In this simulated randomized controlled trial, mean (95% CI) rates of error per 100 administrations for the new system versus conventional groups were 6.0 (3.8 to 8.3) versus 11.6 (9.3 to 13.8; P = 0.001) compared with 9.1 (6.9 to 11.4) versus 11.6 (9.3 to 13.9) in the clinical randomized controlled trial (P = 0.045). A 10 to 30% change was considered clinically relevant. The mean (95% CI) difference in effect size was 27.0% (-7.6 to 61.6%).
The results of our simulated randomized controlled trial justified the same primary conclusion as those of our larger clinical randomized controlled trial, but not a finding of equivalence in effect size.

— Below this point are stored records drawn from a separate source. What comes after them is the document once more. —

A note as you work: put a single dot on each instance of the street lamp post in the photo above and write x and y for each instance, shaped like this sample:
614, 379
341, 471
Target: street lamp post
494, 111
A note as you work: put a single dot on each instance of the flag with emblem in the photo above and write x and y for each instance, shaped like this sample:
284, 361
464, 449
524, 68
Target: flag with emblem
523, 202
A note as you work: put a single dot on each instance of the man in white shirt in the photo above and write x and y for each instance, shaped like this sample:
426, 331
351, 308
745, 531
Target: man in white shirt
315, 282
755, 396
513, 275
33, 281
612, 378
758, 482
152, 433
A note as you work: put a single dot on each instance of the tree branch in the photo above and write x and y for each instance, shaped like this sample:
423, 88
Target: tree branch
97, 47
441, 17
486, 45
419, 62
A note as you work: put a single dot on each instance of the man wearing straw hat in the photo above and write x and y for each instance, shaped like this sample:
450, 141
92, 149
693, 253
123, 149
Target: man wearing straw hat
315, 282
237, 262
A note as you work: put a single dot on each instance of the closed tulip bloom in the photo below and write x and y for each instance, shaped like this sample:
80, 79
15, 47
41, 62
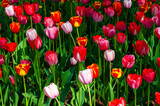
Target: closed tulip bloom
52, 33
31, 34
148, 23
15, 26
109, 31
133, 28
109, 11
73, 61
128, 61
148, 75
141, 48
51, 91
48, 22
121, 38
2, 59
103, 44
22, 19
80, 11
3, 41
95, 70
36, 43
127, 3
79, 53
56, 16
85, 76
157, 96
10, 47
134, 80
97, 17
67, 27
117, 72
109, 55
9, 10
36, 18
51, 58
117, 102
121, 26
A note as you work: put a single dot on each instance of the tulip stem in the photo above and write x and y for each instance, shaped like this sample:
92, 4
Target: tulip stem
25, 90
1, 95
73, 39
89, 95
58, 102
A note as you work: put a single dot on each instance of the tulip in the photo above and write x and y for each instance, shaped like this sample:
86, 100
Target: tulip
52, 33
9, 10
148, 75
51, 91
148, 23
97, 38
109, 55
22, 69
79, 53
117, 102
121, 26
22, 19
128, 61
76, 21
80, 11
67, 27
11, 78
127, 3
157, 32
36, 18
36, 43
121, 38
51, 58
157, 96
109, 31
109, 11
31, 34
95, 70
97, 17
133, 28
10, 47
141, 48
73, 61
3, 41
48, 22
29, 8
15, 26
56, 16
2, 59
85, 76
103, 44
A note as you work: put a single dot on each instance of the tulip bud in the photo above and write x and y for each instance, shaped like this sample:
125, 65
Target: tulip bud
109, 55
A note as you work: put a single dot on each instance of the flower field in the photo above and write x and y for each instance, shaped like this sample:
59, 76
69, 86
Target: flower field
80, 52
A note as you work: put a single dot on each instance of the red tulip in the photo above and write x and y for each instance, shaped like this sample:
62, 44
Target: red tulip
141, 48
79, 53
133, 28
134, 80
148, 75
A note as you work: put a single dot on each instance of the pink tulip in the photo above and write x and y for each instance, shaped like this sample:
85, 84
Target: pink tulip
109, 55
85, 76
128, 61
51, 91
52, 33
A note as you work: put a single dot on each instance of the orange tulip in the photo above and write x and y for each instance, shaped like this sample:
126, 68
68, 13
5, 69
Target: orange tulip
117, 72
15, 26
76, 21
22, 69
82, 41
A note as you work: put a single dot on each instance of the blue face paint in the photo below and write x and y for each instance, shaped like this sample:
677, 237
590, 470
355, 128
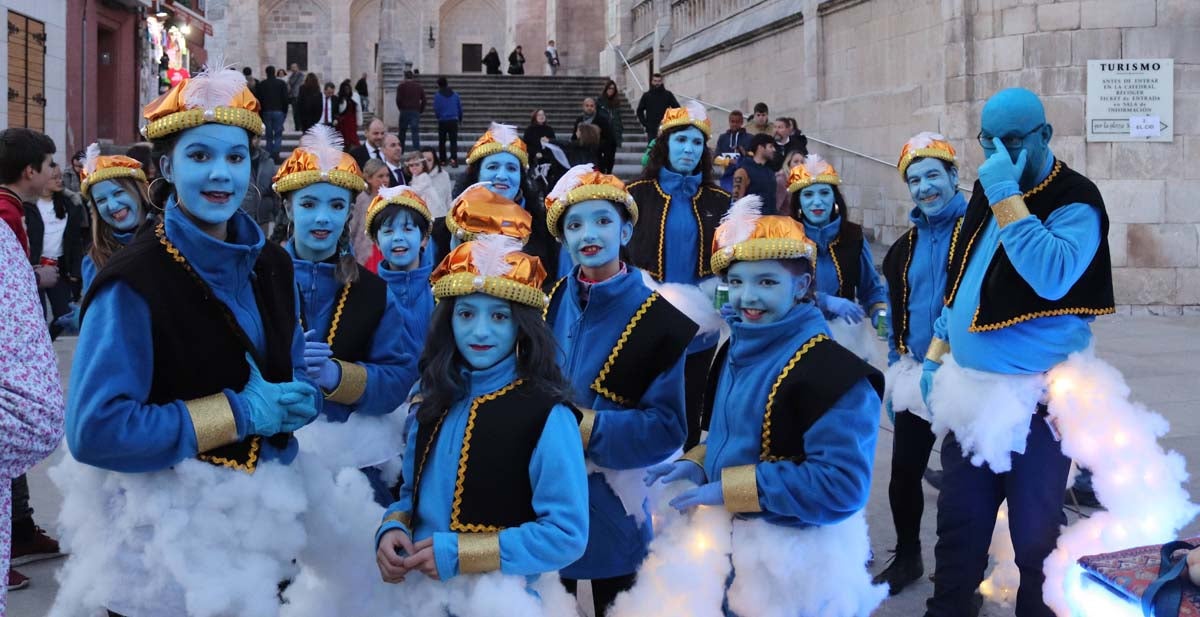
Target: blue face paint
763, 292
930, 185
484, 330
816, 203
594, 233
684, 150
319, 213
118, 207
401, 240
1017, 115
503, 169
210, 169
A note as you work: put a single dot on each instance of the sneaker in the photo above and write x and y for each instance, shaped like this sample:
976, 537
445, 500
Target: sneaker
35, 547
17, 580
904, 570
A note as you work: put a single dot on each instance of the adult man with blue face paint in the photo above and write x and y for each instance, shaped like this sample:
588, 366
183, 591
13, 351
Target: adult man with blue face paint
1029, 271
622, 347
916, 273
681, 205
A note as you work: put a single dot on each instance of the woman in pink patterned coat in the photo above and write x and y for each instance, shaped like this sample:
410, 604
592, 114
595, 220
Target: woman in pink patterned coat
30, 393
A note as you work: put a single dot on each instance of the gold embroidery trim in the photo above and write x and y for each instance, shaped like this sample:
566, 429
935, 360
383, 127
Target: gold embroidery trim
456, 508
479, 552
696, 455
586, 425
598, 385
352, 384
774, 389
213, 421
739, 486
1009, 210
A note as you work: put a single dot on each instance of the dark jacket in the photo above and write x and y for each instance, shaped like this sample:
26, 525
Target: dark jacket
273, 95
654, 106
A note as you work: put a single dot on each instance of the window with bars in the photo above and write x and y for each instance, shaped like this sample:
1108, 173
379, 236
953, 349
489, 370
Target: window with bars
27, 72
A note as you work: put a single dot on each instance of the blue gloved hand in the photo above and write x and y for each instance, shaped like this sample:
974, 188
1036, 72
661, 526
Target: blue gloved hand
670, 472
703, 495
847, 310
927, 378
270, 406
999, 174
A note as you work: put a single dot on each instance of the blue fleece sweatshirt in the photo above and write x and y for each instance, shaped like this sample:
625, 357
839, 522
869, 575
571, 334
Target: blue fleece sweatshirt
1050, 257
834, 481
391, 359
557, 473
108, 423
927, 276
622, 438
414, 299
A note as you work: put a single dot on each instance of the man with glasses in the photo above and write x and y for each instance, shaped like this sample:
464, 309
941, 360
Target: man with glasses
1027, 273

模拟已被用于研究麻醉、手术及相关学科中的临床问题,但鲜有数据表明研究结果适用于临床环境。我们提出疑问:“基于模拟的研究结果能否支持与大型临床研究相同的主要结论?”
我们将三个中心进行的一项涉及80例病例的模拟环境随机对照试验结果,与一项涉及1075例病例的临床环境随机对照试验结果进行了比较。在这两项研究中,我们将传统麻醉管理方法与使用旨在减少用药错误的多模式系统(SAFERsleep;Safer Sleep LLC,田纳西州纳什维尔)进行了比较。40名麻醉医生每人管理两个随机分配至传统方法或新系统的模拟场景。我们将此模拟随机对照试验中使用新系统与传统方法相比的用药或记录错误率,与临床随机对照试验中的错误率(主要终点)进行了比较。6名专家被要求指出具有临床意义的效应大小。
在这项模拟随机对照试验中,新系统组与传统组每100次给药的平均(95%CI)错误率分别为6.0(3.8至8.3)和11.6(9.3至13.8;P = 0.001),而在临床随机对照试验中分别为9.1(6.9至11.4)和11.6(9.3至13.9)(P = 0.045)。10%至30%的变化被认为具有临床意义。效应大小的平均(95%CI)差异为27.0%(-7.6至61.6%)。
我们的模拟随机对照试验结果支持了与大型临床随机对照试验相同的主要结论,但未得出效应大小等效的结果。